The flash-memory maker has turned into a momentum favorite in early 2026 as investors wager that tighter NAND flash supply — the storage memory used in solid-state drives — will keep prices elevated this year. Retail traders have jumped in too, catapulting the stock about 65% higher so far in 2026 and roughly 730% over the last 12 months, following an almost tenfold surge since it reentered public markets last year. (Reuters)
Sandisk, carved out of Western Digital’s flash division, started regular-way trading on Nasdaq in February 2025 under the ticker SNDK. (SEC)
Benchmark lifted its price target on Sandisk to $450 from $260 and maintained a buy rating, citing tighter capacity discipline among NAND manufacturers compared to previous up-cycles. The firm believes this could push margins “to record levels” by 2026. (TipRanks)
Barclays raised its price target on Sandisk to $385 from $220 but maintained an equal-weight rating. The bank said Sandisk remains “centric to the pillars of the AI ramp,” despite the stock’s recent strong gains. (TipRanks)
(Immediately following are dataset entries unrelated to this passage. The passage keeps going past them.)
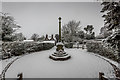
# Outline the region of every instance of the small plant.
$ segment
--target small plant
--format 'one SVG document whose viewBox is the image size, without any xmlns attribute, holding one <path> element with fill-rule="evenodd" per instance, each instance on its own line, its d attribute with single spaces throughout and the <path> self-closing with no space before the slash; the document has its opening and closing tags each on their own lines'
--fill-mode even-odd
<svg viewBox="0 0 120 80">
<path fill-rule="evenodd" d="M 73 48 L 73 43 L 70 42 L 70 43 L 65 43 L 65 47 L 66 48 Z"/>
</svg>

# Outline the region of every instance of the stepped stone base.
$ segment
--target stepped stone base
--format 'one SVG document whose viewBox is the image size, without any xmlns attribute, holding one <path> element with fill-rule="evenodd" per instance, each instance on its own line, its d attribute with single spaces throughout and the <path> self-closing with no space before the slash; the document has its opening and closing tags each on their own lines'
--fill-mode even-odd
<svg viewBox="0 0 120 80">
<path fill-rule="evenodd" d="M 71 56 L 69 54 L 66 54 L 66 52 L 61 53 L 56 51 L 54 54 L 51 54 L 49 58 L 56 61 L 64 61 L 70 59 Z"/>
<path fill-rule="evenodd" d="M 69 54 L 67 54 L 63 49 L 63 43 L 59 42 L 57 43 L 57 49 L 56 51 L 49 56 L 50 59 L 56 60 L 56 61 L 64 61 L 71 58 Z"/>
</svg>

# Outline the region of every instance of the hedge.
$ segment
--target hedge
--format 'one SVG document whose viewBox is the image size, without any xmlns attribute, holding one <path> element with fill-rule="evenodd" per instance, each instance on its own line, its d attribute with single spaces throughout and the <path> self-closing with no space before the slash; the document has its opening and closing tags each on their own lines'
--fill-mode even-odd
<svg viewBox="0 0 120 80">
<path fill-rule="evenodd" d="M 66 48 L 73 48 L 73 43 L 65 43 L 64 44 Z"/>
<path fill-rule="evenodd" d="M 25 53 L 37 52 L 41 50 L 48 50 L 54 47 L 54 43 L 41 42 L 4 42 L 2 44 L 3 54 L 9 52 L 12 55 L 19 56 Z"/>
<path fill-rule="evenodd" d="M 86 43 L 87 51 L 99 54 L 114 61 L 117 61 L 115 51 L 110 47 L 105 47 L 101 41 L 91 41 Z"/>
</svg>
RBC Capital kicked off coverage with a sector perform rating and set a $400 price target. The firm expressed optimism about the NAND cycle and Sandisk’s long-term growth prospects linked to AI. Still, RBC noted the stock’s valuation already factors in almost $40 of earnings per share, suggesting a more balanced outlook moving forward. (TipRanks)
Sandisk’s action coincided with chip stocks staying steady ahead of a long weekend. The Philadelphia SE Semiconductor index gained 1.1% during regular trading, while the broader S&P 500 ended mostly flat. (Reuters)
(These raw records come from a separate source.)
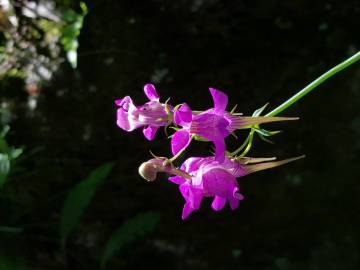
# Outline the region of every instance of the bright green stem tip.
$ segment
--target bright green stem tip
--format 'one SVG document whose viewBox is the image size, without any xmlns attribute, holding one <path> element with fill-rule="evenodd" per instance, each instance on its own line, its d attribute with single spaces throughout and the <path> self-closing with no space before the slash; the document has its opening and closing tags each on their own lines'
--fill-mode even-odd
<svg viewBox="0 0 360 270">
<path fill-rule="evenodd" d="M 341 62 L 337 66 L 333 67 L 329 71 L 325 72 L 323 75 L 321 75 L 319 78 L 311 82 L 309 85 L 305 86 L 302 90 L 300 90 L 298 93 L 296 93 L 294 96 L 286 100 L 284 103 L 282 103 L 280 106 L 269 112 L 266 116 L 275 116 L 290 107 L 292 104 L 297 102 L 299 99 L 310 93 L 312 90 L 314 90 L 317 86 L 325 82 L 327 79 L 334 76 L 336 73 L 342 71 L 343 69 L 347 68 L 348 66 L 351 66 L 355 62 L 360 60 L 360 52 L 354 54 L 350 58 L 346 59 L 345 61 Z"/>
</svg>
A separate filing revealed director Kimberly Alexy submitted a Form 144 notice to offload 1,737 shares, valued around $740,000. This form signals an intended sale of restricted or control stock under SEC Rule 144 but doesn’t ensure the sale will happen. (Stock Titan)
Yet the rally has pushed the stock into territory priced for a full clean-up cycle. NAND prices swing quickly, up or down, and even a slight sign that supply is easing—or that cloud spending stalls—could shake a trade fueled by scarcity and momentum.
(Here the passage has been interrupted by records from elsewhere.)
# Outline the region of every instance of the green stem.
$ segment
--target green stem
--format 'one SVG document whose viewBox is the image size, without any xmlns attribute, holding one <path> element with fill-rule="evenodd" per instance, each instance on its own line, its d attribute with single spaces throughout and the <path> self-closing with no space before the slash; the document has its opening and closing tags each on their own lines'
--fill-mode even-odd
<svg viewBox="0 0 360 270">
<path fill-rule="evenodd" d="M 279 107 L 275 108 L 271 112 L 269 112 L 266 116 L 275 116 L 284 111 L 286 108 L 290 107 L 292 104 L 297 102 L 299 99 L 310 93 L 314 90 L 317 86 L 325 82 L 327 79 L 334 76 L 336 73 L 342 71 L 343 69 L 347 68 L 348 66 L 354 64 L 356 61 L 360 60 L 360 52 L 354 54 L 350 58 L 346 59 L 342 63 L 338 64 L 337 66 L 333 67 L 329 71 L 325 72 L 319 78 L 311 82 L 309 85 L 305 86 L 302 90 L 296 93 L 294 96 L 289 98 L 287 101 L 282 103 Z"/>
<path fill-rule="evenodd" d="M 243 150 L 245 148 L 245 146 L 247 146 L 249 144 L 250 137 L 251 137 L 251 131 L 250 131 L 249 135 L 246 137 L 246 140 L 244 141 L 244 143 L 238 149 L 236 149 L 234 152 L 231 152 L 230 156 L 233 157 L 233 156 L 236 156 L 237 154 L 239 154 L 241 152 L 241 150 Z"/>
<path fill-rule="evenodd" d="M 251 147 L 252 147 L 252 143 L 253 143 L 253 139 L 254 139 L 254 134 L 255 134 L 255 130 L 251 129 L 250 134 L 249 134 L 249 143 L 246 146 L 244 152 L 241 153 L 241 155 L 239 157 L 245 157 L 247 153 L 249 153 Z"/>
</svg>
Sandisk’s fiscal second-quarter earnings are set for Jan. 29, followed by a conference call that same afternoon after the market closes. (Business Wire)
U.S. markets are closed Monday for a holiday, giving traders a pause before Tuesday’s session. All eyes will then shift to Jan. 29, when fresh clues are expected on memory pricing, supply discipline, and demand from AI data centers.